Day 260: The thing about endings
…and thus our mighty hero slay the beast and rode off into the sunset to live happily ever after. But why? Have you ever really thought about the way some stories choose their endings? Our hero goes through live altering and extremely daunting challenges only to brush it off like he caught the wrong bus. Pardon me, but what the actual fuck?
To be fair not all stories have a happy ending, but most don’t have a realistic one. You don’t need to slay a three headed dragon, or fight a Kuo-toa to have something life altering happen to you. Even small events can leave a mark. In reality our bright, shiny, and newly minted hero, even when they are the victor, walks away from them dull, scratched, bloodied, scared, dirty. You see the happily ever after because in that moment, right after the battle, they don’t realize this is the case.
You walk away from a field of blood and rot, climb into your warm and comfortable bed; for the moment things seem fine.

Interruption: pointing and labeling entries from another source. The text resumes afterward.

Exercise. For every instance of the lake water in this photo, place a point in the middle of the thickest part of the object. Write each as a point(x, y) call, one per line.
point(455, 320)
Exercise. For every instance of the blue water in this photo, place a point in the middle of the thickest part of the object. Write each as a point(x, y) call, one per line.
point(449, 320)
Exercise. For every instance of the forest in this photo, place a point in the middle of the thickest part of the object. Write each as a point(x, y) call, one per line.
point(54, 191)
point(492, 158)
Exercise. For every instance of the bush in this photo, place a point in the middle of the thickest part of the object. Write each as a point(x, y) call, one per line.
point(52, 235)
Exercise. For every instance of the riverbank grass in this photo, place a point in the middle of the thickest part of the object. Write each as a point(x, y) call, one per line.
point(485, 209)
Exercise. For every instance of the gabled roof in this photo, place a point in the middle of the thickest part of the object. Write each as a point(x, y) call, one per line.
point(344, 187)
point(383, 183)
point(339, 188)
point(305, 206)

Truly, they are… until they are not. While this is the extreme end of the spectrum, I realized recently that there is a gradient to this. To that end, I will share two stories.
One day, when I was a not-so-bright-eyed Marine thrust into a combat zone yet again, I found myself in the odd circumstance of getting myself stuck in darkness. Like literal darkness, what lead up to this is inconsequential for this story and that is a whole other story for another time if I feel up to sharing at all. It was only for a moment and when I opened my eyes I was no longer in a war zone, but a hospital. Then I blinked and I was back in the US. When I turned around to catch my bearings, I found myself being separated from my beloved Marine Corps. I was a civilian again and I was fine, until I wasn’t.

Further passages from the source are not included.